Interview de Marisol TOURAINE au Parisien

Affaire Lambert : «Peut-être que la loi est trop complexe», confie Marisol Touraine

Marisol Touraine, ancienne ministre de la Santé, est favorable à la légalisation du suicide assisté et de l’euthanasie. LP/Frédéric Dugit

L’ancienne ministre de la Santé estime que la loi Claeys-Leonetti, votée alors qu’elle était au gouvernement, est peut-être trop compliquée et qu’il faut mieux expliquer à la population l’importance des directives anticipées.

Ministre de la Santé au moment où l’affaire Lambert a véritablement éclaté, en 2013, Marisol Touraine siège aujourd’hui au Conseil d’Etat. Si elle se montre prudente, soucieuse de ne pas instrumentaliser cette histoire tragique, elle s’exprime en faveur d’une évolution de la loi sur la fin de vie.

La justice a ordonné la reprise des soins pour Vincent Lambert. Qu’en pensez-vous ? 

MARISOL TOURAINE. Je suis très étonnée que la justice suive la position du comité de l’ONU. Le cadre juridique est pourtant clair et les médecins ont respecté la loi française telle qu’elle existe. Il est désormais souhaitable que la Cour de cassation se prononce. La vérité, c’est qu’il n’y a « d’affaire » Lambert que parce que la famille se déchire. J’ai le sentiment qu’au fond, certains cherchent à faire reculer les limites de la loi, à empêcher son application. Mais je ne juge personne. Je pense à Vincent Lambert. Il a le droit au respect et à la dignité, l’exposition extrême dont il fait l’objet, n’est ni humainement, ni éthiquement satisfaisante.
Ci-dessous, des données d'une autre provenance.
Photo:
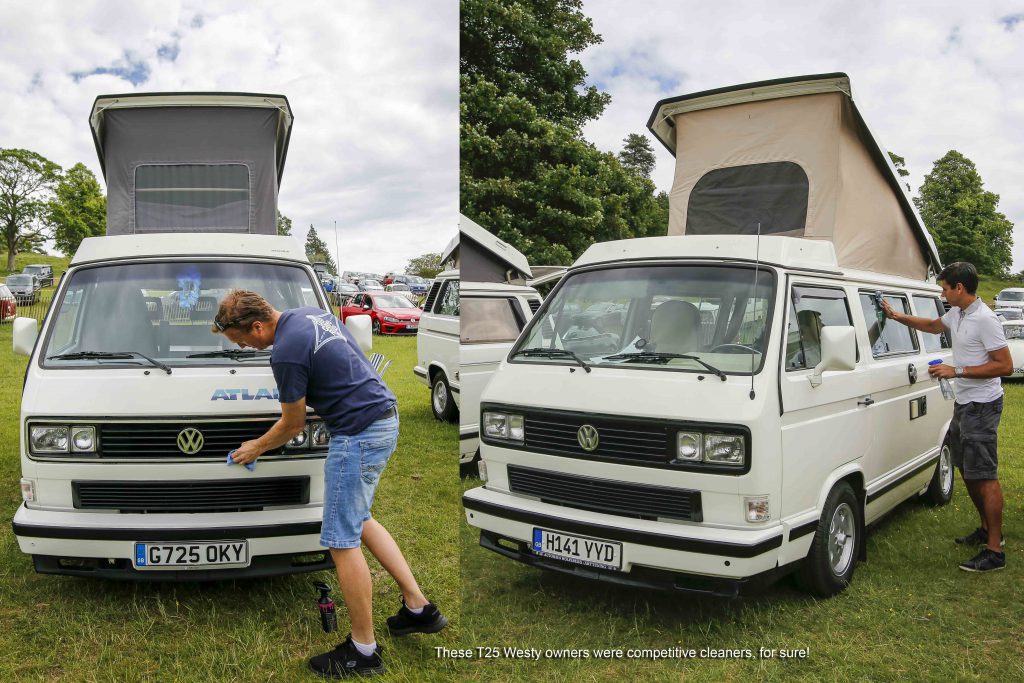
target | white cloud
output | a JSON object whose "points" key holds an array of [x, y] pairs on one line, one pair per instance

Quant à l’attitude militante de l’avocat des parents, elle m’a choquée. (NDLR : « On a gagné », a-t-il dit, parlant de « remontada »).

Alors ministre de la Santé, vous aviez soutenu Rachel Lambert, l’épouse de Vincent. Est-ce toujours le cas ?

Être au gouvernement n’empêche pas de faire preuve de compassion et d’empathie. Aujourd’hui, je lui exprime à nouveau mon soutien. Ce qu’elle a ressenti lundi soir a dû être terrible. Je le dis en tant que femme, épouse et mère. Quand j’étais ministre, j’ai fait saisir le Conseil d’Etat par l’hôpital de Reims pour que les médecins sachent précisément ce qu’ils avaient le droit de faire ou non. Ensuite j’ai fait évoluer la législation pour introduire la sédation profonde, qui a d’ailleurs été utilisée lundi pour Vincent Lambert. Elle est devenue la loi Claeys-Leonetti. Mais aujourd’hui, peut-être est-elle encore trop complexe.

Faut-il encore faire évoluer la loi ?

Ma conviction, laissons à chacun le choix de sa fin de vie. Je suis pour la légalisation du suicide assisté et de l’euthanasie. Quelle loi, quel dispositif ? Évidemment, la discussion est ouverte. Non ce n’est pas simple, non ce n’est pas banal. La mort, qui est la chose la plus commune, doit garder son caractère singulier. J’insiste, ce débat ne doit pas se faire dans le cadre si tragique de l’affaire Lambert mais dans un contexte serein.

La France doit-elle enfin se positionner ?

Oui, la société le demande, elle est prête. L’acharnement n’est pas une bonne chose. Porter de l’amour à ses proches, c’est parfois savoir les laisser partir. L’affaire Lambert met aussi en lumière la nécessité de rédiger ses directives anticipées, pour faire connaître ses dernières volontés. La mesure doit être mieux expliquée à la population.